Getting Started with EEG Data

In 2011-2012, the brain-computer interface (BCI) research group at Colorado State University recorded EEG signals from subjects in our lab and in their homes, using three different EEG systems. One goal of this work is to determine if inexpensive EEG systems (about $7,000) are as effective as more expensive ones (about $40,000) for conducting BCI experiments in the home.

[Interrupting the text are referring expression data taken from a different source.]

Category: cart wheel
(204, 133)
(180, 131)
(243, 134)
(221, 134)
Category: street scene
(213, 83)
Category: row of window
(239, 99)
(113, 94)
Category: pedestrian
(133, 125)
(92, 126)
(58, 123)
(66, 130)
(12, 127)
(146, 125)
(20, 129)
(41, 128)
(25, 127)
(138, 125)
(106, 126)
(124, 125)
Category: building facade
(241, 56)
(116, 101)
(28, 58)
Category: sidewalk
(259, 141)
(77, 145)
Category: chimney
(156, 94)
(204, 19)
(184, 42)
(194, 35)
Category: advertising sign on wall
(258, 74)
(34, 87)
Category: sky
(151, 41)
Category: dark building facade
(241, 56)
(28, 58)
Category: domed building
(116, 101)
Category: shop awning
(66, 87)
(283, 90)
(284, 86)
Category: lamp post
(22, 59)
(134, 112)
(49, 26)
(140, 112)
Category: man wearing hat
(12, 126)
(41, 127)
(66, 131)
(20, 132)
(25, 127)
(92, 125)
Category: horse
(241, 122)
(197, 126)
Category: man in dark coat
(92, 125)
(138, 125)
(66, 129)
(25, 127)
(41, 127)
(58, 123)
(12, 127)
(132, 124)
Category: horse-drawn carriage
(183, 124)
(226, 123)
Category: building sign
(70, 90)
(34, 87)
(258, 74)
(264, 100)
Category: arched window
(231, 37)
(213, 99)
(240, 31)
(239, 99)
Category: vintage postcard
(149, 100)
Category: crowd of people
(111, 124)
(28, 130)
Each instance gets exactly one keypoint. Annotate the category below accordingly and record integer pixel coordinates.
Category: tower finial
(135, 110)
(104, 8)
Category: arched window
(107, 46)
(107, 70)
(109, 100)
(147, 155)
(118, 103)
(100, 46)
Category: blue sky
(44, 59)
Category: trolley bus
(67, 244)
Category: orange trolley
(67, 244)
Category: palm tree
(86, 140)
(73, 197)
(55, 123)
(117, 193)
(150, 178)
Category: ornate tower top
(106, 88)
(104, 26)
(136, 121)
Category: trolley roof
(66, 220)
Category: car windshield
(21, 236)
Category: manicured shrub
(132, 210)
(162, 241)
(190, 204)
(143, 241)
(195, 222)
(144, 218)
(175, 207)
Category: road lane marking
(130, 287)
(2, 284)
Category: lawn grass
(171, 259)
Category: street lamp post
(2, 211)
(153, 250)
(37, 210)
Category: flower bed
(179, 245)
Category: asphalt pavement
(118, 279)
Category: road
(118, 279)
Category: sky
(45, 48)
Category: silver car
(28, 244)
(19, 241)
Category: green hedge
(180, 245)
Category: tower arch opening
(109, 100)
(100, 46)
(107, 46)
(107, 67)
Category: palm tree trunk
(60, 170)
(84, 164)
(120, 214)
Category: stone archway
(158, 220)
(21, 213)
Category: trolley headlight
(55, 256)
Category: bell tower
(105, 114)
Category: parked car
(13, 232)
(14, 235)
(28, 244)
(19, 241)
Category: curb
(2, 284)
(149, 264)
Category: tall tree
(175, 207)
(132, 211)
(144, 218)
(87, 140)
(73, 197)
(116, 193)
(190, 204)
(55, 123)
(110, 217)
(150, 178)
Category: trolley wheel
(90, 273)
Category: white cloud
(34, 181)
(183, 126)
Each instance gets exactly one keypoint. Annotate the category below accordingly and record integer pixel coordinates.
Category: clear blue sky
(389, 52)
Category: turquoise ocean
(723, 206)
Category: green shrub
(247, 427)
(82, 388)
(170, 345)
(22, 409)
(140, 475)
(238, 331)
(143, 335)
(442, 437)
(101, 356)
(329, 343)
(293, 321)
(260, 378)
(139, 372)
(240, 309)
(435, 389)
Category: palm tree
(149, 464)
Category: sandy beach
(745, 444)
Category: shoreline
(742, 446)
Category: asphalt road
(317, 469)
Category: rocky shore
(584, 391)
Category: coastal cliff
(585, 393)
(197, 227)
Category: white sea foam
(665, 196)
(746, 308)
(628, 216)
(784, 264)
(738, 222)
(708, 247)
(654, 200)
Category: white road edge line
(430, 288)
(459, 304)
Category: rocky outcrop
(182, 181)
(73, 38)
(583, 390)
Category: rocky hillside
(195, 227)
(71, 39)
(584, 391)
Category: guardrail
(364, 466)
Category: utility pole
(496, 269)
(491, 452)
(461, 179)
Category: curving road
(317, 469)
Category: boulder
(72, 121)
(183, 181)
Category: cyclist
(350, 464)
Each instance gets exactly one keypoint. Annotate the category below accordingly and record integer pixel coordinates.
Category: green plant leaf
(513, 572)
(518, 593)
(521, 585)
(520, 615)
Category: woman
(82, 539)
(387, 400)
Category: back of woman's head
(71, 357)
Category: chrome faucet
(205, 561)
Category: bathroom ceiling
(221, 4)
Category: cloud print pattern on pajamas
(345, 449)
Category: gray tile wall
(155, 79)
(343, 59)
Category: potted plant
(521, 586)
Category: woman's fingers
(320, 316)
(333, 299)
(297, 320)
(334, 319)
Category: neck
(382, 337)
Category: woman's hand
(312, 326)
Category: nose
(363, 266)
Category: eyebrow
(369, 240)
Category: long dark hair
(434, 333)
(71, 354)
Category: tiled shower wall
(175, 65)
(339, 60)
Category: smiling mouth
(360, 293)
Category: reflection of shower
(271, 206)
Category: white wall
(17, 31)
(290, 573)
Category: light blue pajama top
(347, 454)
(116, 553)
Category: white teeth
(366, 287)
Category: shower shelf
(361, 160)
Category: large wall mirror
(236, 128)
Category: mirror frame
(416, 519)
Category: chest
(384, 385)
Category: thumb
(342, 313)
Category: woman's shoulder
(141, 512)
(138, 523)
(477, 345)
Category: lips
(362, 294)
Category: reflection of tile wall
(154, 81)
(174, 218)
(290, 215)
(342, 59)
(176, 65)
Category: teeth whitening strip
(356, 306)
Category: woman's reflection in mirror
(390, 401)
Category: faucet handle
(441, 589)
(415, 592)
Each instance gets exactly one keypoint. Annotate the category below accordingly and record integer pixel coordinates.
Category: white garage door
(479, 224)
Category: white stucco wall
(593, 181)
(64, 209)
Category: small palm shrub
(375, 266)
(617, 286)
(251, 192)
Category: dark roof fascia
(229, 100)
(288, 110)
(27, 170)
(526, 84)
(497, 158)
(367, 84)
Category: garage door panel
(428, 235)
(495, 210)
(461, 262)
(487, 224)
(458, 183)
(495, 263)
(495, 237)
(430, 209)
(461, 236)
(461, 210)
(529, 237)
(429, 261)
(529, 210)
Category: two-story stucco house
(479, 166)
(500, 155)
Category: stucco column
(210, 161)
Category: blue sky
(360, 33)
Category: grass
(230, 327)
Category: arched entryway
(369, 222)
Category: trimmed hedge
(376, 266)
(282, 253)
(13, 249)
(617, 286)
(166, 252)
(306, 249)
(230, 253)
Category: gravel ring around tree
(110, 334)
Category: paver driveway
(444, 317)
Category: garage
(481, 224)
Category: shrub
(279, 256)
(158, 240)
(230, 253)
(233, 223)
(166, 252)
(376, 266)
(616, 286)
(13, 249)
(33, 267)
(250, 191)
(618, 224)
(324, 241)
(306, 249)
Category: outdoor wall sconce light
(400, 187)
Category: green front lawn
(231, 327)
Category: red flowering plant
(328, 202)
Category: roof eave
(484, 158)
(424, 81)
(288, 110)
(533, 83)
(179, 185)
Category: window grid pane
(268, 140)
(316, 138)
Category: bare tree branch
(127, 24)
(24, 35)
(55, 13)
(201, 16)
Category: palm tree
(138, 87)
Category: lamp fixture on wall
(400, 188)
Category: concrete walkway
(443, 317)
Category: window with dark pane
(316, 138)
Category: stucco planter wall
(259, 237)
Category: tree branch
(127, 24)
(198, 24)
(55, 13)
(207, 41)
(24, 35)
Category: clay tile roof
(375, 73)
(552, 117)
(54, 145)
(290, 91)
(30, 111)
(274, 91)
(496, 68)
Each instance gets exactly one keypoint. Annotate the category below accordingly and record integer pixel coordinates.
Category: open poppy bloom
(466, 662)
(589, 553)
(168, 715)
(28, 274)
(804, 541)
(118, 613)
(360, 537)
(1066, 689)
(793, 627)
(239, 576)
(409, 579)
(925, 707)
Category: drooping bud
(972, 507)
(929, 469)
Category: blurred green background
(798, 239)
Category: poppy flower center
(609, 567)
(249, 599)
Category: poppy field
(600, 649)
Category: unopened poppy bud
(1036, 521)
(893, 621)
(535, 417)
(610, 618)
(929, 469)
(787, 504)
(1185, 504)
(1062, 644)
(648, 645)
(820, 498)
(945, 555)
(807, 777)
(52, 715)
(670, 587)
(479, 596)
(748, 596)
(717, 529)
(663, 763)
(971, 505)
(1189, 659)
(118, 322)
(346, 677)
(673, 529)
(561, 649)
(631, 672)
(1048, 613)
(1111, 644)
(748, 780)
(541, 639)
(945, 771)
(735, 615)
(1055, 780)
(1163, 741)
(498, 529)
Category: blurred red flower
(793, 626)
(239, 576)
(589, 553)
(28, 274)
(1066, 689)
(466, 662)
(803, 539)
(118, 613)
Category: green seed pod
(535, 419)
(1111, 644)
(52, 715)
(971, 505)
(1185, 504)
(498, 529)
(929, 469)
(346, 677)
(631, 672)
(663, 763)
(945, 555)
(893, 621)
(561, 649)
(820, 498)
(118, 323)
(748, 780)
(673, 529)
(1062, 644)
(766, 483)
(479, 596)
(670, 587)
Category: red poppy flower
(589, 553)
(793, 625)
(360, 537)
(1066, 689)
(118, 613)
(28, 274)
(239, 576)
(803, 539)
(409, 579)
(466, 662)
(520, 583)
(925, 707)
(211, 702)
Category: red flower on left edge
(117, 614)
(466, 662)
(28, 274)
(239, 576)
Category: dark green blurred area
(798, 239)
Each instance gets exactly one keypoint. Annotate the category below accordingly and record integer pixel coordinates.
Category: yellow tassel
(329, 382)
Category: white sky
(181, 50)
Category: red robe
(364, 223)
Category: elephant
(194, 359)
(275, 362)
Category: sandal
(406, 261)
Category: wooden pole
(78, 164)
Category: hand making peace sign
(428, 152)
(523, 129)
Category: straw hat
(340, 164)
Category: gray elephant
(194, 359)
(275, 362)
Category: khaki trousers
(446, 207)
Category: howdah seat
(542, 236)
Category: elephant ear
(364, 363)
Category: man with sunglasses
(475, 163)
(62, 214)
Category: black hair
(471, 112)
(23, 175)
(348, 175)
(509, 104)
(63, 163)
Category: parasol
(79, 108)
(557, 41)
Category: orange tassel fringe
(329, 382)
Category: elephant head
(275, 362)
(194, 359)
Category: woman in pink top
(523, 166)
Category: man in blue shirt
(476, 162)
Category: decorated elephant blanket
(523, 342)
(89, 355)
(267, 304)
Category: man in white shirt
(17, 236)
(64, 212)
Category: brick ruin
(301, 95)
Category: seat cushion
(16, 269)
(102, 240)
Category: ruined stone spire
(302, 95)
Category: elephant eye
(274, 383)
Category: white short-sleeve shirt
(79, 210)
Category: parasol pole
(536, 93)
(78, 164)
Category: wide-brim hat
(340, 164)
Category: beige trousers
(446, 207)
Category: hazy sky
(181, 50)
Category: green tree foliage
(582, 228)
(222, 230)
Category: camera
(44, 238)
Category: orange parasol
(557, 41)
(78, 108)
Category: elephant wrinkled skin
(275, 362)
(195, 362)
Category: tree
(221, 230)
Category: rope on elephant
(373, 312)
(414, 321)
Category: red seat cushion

On this page, we summarize the steps you can follow to download some of the data, load it into an ipython environment, and visualize it. We also show examples of looking at P300 ERP’s.

Downloading EEG Data

EEG data from multiple subjects can be downloaded from our Public BCI Data site. Let’s select the data files for the first subject in each device column, for subjects recorded in our lab.

_images/eegDownload.png

The zip file should contain six zipped data files.

> cd ~/Download

> unzip eeg.zip
Archive:  eeg.zip
 extracting: s20-activetwo-gifford-unimpaired.json.zip
 extracting: s21-activetwo-gifford-unimpaired.json.zip
 extracting: s20-gammasys-gifford-unimpaired.json.zip
 extracting: s21-gammasys-gifford-unimpaired.json.zip
 extracting: s20-mindset-gifford-unimpaired.json.zip
 extracting: s21-mindset-gifford-unimpaired.json.zip

> rm eeg.zip

> ls -l --block-size=M *json*
-rw-r--r-- 1 ... 84M Mar 12 10:50 s20-activetwo-gifford-unimpaired.json.zip
-rw-r--r-- 1 ...  5M Mar 12 10:50 s20-gammasys-gifford-unimpaired.json.zip
-rw-r--r-- 1 ... 29M Mar 12 10:50 s20-mindset-gifford-unimpaired.json.zip
-rw-r--r-- 1 ... 80M Mar 12 10:51 s21-activetwo-gifford-unimpaired.json.zip
-rw-r--r-- 1 ...  5M Mar 12 10:51 s21-gammasys-gifford-unimpaired.json.zip
-rw-r--r-- 1 ... 28M Mar 12 10:52 s21-mindset-gifford-unimpaired.json.zip

> unzip s20-gammasys-gifford-unimpaired.json.zip
Archive:  s20-gammasys-gifford-unimpaired.json.zip
  inflating: s20-gammasys-gifford-unimpaired.json

> unzip s20-mindset-gifford-unimpaired.json.zip
Archive:  s20-mindset-gifford-unimpaired.json.zip
  inflating: s20-mindset-gifford-unimpaired.json

> unzip s20-activetwo-gifford-unimpaired.json.zip
Archive:  s20-activetwo-gifford-unimpaired.json.zip
  inflating: s20-activetwo-gifford-unimpaired.json

> rm s20*zip

Loading g.GAMMAsys EEG Data into IPython

Let’s start with the smallest file, the one recorded with the g.tec g.GAMMAsys system. Unzip it.

The unzipped data can loaded into an ipython environment.

In [1]: import json

In [2]: data = json.load(open('s20-gammasys-gifford-unimpaired.json','r'))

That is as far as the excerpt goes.